La première basilique
Les fouilles réalisées par le père Joseph Mullooly à partir de 1857 révèlent la première basilique oubliée sous la basilique du XIIe siècle. Un escalier construit en 1866 permet d'y descendre.
Les
écrits de saint Jérôme en 392 témoignent d'une église dédiée à saint
Clément. Après que le christianisme est devenu religion d'état à Rome en
390, la petite église est agrandie par l'acquisition de l'insula
adjacente et d'autres immeubles voisins. Les architectes travaillent sur
un complexe de salles et de cours, construisant une nef centrale sur le
site de l'église primitive et une abside débordant sur l'ancien
mithraeum. La nouvelle église est consacrée à Clément Ier, troisième ou quatrième évêque de Rome.
Des
restaurations sont entreprises après le tremblement de terre de 847 et
vers 1080-1099. L'une des plus grandes collections de peintures murales
du Moyen Âge précoce, après celles de l'église Sainte-Marie-Antique, se
trouve dans la basilique basse de Saint-Clément. Vers la fin du Xie siècle,
la famille de Rapiza offre deux fresques qui décorent le narthex. L'une
représente la survie miraculeuse d'un enfant surpris par la marée dans
la mer d'Azov, où selon la tradition fut noyé Saint Clément ; la famille
du donateur est figurée en dessous. La deuxième fresque illustre le
transfert à Saint Clément des reliques recueillies par Cyrille et
Méthode. Parmi les fresques de la nef centrale, une raconte la légende
d'Alexis de Rome, une autre, la plus connue, montre Saint Clément disant
la messe, et illustre l'épisode l'opposant aux serviteurs du noble
Sisinus dont il avait convertit l'épouse. Sisinus et ses serviteurs qui
tentent d'expulser Clément s'interpellent en italien médiéval, ce qui
constitue un des témoignages les plus anciens du passage entre le latin
et l'italien.
Au
cours des siècles suivants, Saint-Clément devient une vitrine pour les
sculpteurs et les artistes d'église profitant des largesses impériales.

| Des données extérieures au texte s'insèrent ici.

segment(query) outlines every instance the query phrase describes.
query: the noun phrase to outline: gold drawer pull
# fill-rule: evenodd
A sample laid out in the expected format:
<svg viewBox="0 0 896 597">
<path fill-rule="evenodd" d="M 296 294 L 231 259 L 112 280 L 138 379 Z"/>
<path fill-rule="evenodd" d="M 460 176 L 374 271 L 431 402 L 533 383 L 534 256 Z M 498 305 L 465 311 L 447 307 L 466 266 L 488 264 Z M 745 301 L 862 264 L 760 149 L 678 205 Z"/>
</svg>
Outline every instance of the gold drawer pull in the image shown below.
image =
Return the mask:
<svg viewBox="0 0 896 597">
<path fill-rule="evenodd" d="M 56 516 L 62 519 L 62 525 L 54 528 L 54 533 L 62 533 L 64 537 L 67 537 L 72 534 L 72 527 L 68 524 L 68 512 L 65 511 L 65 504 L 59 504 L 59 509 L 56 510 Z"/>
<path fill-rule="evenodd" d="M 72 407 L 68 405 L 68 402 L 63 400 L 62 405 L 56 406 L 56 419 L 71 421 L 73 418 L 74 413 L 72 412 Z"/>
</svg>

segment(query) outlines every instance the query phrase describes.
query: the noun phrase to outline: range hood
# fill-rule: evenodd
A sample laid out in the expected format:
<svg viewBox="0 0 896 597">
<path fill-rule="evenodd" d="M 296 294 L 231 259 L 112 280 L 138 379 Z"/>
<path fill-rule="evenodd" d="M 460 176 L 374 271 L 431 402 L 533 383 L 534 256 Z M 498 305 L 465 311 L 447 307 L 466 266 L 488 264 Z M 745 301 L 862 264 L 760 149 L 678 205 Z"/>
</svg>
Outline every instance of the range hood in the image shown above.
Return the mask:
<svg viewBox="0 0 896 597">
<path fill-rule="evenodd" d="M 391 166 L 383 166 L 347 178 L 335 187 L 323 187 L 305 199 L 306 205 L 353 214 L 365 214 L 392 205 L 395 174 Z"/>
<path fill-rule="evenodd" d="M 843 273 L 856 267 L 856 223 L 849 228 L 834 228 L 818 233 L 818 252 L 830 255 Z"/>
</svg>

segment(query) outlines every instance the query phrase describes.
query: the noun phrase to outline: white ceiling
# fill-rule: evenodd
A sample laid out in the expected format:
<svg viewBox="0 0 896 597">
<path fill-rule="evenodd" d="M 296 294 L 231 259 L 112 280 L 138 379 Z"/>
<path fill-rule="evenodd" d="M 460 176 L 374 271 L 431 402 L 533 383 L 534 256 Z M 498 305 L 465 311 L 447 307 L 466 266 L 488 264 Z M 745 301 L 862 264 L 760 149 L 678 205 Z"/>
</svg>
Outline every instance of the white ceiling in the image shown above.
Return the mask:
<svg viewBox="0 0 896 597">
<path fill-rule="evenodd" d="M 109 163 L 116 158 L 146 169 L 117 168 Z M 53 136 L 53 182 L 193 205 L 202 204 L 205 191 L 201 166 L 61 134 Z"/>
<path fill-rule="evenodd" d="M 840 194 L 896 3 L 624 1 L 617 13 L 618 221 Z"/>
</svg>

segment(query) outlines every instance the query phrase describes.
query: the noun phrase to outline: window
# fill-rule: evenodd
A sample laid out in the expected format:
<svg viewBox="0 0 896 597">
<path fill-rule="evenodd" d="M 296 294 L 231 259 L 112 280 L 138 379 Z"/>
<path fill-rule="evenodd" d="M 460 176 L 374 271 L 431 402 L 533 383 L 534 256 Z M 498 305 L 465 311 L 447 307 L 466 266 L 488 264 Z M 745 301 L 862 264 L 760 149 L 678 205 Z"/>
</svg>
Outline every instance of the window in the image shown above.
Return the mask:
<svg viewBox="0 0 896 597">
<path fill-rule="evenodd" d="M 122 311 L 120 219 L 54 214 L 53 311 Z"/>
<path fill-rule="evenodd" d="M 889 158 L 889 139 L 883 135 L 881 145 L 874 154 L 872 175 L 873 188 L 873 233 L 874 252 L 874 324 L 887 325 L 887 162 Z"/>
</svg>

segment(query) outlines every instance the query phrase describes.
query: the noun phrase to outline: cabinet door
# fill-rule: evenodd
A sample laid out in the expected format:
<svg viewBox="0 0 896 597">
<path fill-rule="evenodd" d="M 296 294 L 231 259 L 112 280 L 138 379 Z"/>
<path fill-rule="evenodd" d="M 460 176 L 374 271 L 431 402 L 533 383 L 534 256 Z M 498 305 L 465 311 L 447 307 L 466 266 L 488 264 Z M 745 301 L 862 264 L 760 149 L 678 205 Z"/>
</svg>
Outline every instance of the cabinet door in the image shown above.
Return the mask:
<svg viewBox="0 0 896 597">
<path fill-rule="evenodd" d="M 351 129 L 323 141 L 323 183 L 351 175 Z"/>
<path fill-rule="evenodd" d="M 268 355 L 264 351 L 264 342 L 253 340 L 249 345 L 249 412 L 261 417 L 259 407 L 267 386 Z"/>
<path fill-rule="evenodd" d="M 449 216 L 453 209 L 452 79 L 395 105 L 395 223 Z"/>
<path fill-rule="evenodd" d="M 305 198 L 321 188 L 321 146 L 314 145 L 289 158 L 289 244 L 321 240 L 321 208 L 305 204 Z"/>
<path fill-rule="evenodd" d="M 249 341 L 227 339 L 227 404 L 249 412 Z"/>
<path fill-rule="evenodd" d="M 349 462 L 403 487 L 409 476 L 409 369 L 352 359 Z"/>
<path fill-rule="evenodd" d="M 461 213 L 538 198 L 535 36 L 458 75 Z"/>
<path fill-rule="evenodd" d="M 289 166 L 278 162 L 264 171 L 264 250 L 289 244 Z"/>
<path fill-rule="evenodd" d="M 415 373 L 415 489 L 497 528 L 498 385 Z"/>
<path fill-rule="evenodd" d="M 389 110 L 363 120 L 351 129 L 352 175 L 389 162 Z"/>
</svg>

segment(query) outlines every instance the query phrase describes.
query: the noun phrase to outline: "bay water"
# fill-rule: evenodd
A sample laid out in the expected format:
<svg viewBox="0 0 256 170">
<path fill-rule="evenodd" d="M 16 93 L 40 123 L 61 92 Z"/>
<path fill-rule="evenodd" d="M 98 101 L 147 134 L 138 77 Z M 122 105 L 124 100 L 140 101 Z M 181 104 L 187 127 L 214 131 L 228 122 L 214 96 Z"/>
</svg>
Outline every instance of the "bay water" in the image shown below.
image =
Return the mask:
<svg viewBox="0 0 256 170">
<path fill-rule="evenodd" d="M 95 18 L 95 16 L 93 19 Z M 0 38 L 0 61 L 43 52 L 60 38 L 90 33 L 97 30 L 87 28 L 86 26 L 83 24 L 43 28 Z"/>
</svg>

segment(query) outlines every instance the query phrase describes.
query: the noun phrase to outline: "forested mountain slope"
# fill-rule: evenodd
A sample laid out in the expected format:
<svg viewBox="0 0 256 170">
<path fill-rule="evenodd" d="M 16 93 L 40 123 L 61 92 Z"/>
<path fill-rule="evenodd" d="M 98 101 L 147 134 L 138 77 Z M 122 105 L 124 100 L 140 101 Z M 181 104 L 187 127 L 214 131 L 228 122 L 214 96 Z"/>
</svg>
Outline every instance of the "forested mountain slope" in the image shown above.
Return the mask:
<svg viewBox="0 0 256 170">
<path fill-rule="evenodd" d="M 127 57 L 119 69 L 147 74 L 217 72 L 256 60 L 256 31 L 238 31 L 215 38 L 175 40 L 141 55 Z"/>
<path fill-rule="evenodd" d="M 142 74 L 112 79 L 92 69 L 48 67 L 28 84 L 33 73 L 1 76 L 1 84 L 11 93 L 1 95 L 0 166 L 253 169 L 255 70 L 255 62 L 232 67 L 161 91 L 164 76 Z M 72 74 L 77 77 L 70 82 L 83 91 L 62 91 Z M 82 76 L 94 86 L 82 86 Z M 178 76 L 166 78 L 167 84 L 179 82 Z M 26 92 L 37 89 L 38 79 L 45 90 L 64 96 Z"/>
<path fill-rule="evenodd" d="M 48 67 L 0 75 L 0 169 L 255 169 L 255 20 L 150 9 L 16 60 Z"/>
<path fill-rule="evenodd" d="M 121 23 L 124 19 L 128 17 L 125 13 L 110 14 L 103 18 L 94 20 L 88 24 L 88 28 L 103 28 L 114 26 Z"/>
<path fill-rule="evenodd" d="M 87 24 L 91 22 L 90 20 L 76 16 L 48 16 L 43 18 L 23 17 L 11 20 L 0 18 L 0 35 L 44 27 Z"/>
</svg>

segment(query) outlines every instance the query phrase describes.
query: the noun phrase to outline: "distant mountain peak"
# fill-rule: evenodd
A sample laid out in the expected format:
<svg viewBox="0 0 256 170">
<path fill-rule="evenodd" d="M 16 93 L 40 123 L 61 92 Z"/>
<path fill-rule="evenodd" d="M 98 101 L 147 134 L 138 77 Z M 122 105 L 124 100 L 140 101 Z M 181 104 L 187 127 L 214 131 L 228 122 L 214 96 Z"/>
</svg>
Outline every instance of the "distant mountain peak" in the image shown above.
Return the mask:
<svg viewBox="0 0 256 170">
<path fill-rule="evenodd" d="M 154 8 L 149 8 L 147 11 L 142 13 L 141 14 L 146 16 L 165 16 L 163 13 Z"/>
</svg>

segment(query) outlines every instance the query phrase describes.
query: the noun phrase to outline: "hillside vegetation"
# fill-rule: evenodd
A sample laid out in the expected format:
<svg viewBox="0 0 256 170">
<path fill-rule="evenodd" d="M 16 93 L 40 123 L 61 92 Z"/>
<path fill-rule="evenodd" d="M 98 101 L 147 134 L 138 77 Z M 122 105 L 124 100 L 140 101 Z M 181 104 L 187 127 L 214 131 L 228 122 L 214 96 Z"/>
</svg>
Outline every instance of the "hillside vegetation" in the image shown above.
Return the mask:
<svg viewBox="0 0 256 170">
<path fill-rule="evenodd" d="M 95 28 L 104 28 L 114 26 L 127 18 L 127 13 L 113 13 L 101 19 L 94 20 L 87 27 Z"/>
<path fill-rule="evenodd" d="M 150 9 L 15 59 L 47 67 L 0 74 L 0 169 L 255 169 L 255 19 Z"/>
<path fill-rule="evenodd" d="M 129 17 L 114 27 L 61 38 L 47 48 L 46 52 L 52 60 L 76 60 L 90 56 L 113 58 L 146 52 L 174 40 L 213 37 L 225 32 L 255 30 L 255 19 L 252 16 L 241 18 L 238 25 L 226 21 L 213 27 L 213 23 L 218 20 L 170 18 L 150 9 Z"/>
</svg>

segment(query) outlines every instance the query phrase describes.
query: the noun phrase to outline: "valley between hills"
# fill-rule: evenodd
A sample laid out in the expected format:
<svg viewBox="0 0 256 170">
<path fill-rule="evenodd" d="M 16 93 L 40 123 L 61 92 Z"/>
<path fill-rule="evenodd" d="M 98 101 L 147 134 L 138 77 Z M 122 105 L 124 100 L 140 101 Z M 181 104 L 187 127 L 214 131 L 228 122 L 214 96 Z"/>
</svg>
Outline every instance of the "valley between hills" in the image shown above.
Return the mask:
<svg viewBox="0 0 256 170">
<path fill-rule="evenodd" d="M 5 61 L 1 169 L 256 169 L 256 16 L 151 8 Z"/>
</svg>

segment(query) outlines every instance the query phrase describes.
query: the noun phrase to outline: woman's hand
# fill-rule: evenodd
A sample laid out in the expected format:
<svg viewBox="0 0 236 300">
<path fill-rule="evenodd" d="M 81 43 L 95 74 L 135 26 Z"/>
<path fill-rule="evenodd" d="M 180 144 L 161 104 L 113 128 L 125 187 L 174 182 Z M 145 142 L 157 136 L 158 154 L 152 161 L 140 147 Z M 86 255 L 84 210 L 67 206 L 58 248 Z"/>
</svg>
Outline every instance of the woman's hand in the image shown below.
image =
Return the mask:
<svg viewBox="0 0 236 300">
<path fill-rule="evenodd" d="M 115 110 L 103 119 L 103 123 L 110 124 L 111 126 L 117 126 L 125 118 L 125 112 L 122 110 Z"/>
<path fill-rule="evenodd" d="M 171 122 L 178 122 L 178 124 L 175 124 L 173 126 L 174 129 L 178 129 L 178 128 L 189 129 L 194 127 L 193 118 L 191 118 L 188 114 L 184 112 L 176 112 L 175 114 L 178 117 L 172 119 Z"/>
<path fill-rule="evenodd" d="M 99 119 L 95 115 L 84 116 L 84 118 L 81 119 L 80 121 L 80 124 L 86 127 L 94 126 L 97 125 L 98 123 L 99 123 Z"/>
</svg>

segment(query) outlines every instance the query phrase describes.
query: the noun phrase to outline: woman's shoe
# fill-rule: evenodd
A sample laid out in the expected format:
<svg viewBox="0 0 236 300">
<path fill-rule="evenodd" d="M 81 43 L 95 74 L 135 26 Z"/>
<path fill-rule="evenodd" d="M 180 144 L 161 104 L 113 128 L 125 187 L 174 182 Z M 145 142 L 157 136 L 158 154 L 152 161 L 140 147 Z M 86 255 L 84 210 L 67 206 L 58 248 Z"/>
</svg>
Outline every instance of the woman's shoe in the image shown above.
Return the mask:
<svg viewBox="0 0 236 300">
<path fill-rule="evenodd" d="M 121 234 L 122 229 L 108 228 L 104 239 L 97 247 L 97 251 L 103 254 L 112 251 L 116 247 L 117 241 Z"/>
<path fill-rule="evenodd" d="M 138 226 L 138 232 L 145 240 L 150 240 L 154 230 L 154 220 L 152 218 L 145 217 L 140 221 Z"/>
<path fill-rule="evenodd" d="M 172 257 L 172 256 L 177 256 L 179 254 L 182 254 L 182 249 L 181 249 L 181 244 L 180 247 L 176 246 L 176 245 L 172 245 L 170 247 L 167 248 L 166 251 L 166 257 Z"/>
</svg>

Fresques de la basilique inférieure (sélection)
Vie d'Alexis de Rome (XIe siècle)
Saints Cyrille et Méthode amènent les reliques de saint Clément à Rome (XIe siècle)
Saint Clément célébrant la messe, en dessous les serviteurs de Sisinus tentent de l'expulser (IXe siècle)
La deuxième basilique
Plan de la seconde basilique
Intérieur de la Basilique Saint-Clément-du-Latran. Au fond, le chœur et le ciborium
La
basilique actuelle est reconstruite par le cardinal Anastase, vers
1099-1120, après que la première église brûle au cours du sac de la
ville par les Normands de Robert Guiscard en 1084. Aujourd'hui, c'est
l'une des églises les plus richement ornées de Rome.
Son
entrée d'origine (une entrée latérale est utilisée aujourd'hui) donne
sur une cour entourée d'un péristyle (B sur le plan), formant l'unique
atrium médiéval qui subsiste encore à Rome. Il sert aujourd'hui de
cloître entouré des bâtiments conventuels. Au fond, se trouve la sobre
façade de Stefano Carlo Fontana supportée par des colonnes antiques et
le petit campanile.
La
basilique a trois nefs divisées par des arcades sur des colonnes
antiques de granit ou de marbre, avec un pavage aux incrustations
cosmatesques. La schola cantorum du XIIe siècle
(F sur le plan) est délimitée par des panneaux en marbre blanc
récupérés de la basilique d'origine. Ils datent du Jean II (533-535),
dont ils portent le monogramme. Derrière elle, dans le chœur, un
ciborium (H sur le plan) composé de quatre colonnes gris-violet indique
l'emplacement du reliquaire de Clément et d'Ignace d'Antioche situé dans
la crypte. Le siège épiscopal se trouve dans l'abside, qui est couverte
de mosaïques sur le thème du Triomphe de la Croix, thème fort des mosaïques romaines du XIIe siècle.
On
aperçoit entre autres sur cette mosaïque les quatre évangélistes qui
entourent le Christ, de gauche à droite, Marc, Mathieu, Jean et Luc
(respectivement représentés par le lion, l'ange, l'aigle et le taureau).
Juste en dessous sont représentés saint Pierre et saint Paul
(identifiés par « agios pavlus » et « agios petrus »).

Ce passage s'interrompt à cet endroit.